VIII. 1. РАЦИОНАЛЬНОСТЬ КАК СООТВЕТСТВИЕ

"ЗАКОНАМРАЗУМА"

Как нам представляется, в современных философско-методологических дискуссиях о понятии научной рациональности до сих пор господствует традиция, рассматривающая рациональность как соответствие "законам ра­зума". Под "законами разума" прежде всего и главным образом имеют в виду законы формальной логики, истолковываемые как законы мышления. Отсюда вытекает: рационально — то, что соответствует законам формальной логики; нерационально или иррационально — то, что эти законы нарушает. Например, если вы приняли "А и В" и принимаете "А", то вы поступаете рационально; если же, приняв "А и В", вы в то же время стремитесь отвергнуть "А", вы ведете себя нерационально. Таково наиболее общее и абстрактное по­нятие рациональности, которого явно или неявно придерживается подавляю­щее большинство современных философов и методологов. Ядром этого поня­тия являются законы логики, и они выступают в качестве наиболее общих за­конов рационального поведения и стандартов рационального знания.

Из этого общего понятия рациональности легко получить понятие на­учной рациональности. Как "научный разум" представляет собой разновид­ность человеческого разума вообще, так и научная рациональность оказы­вается частным, хотя, быть может, наиболее важным, случаем рациональ­ности. В науке мы обязаны следовать некоторым правилам или принципам, которые в повседневной жизни могут и не соблюдаться.
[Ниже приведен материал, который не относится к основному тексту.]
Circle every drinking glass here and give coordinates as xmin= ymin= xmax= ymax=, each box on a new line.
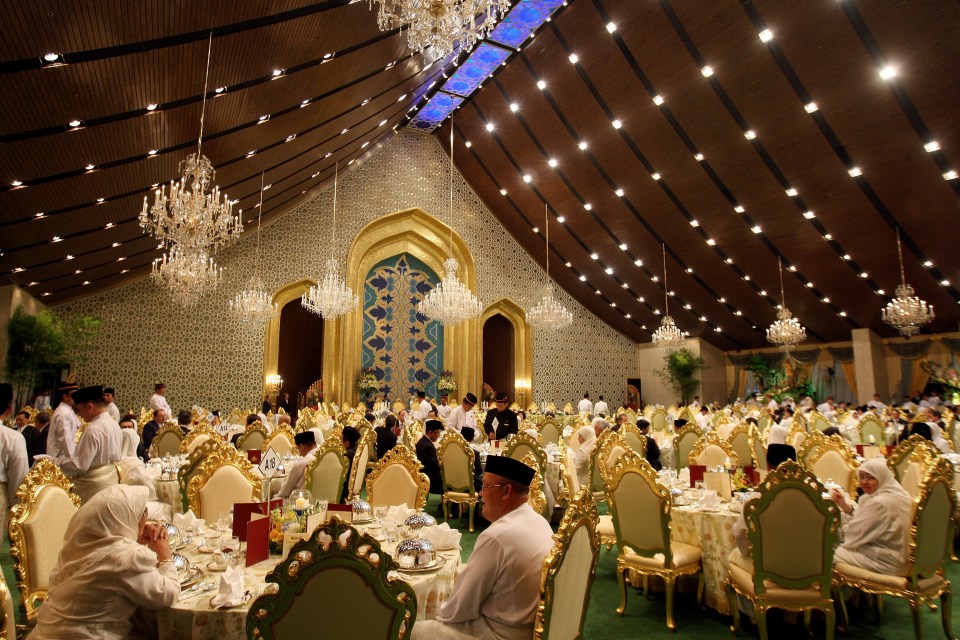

Добавляя эти ме­тодологические правила или принципы к законам логики, мы получаем — в соответствии с известным законом обратного соотношения объекта и со­держания понятий — более узкое понятие научной рациональности. Какие именно методологические правила мы возводим в ранг канонов рациональ­ности, зависит от нашего понимания специфики научного познания. К чис­лу этих правил обычно относят следующие: эмпирическая проверяемость, простота, подтверждаемость опытом и экспериментом, критичность, пло­дотворность в отношении предсказаний и т.п. Большая часть понятий научной рациональности, сформулированных современными философами, по­лучена именно таким образом: за счет присоединения к законам логики од­ного или нескольких методологических правил'[174].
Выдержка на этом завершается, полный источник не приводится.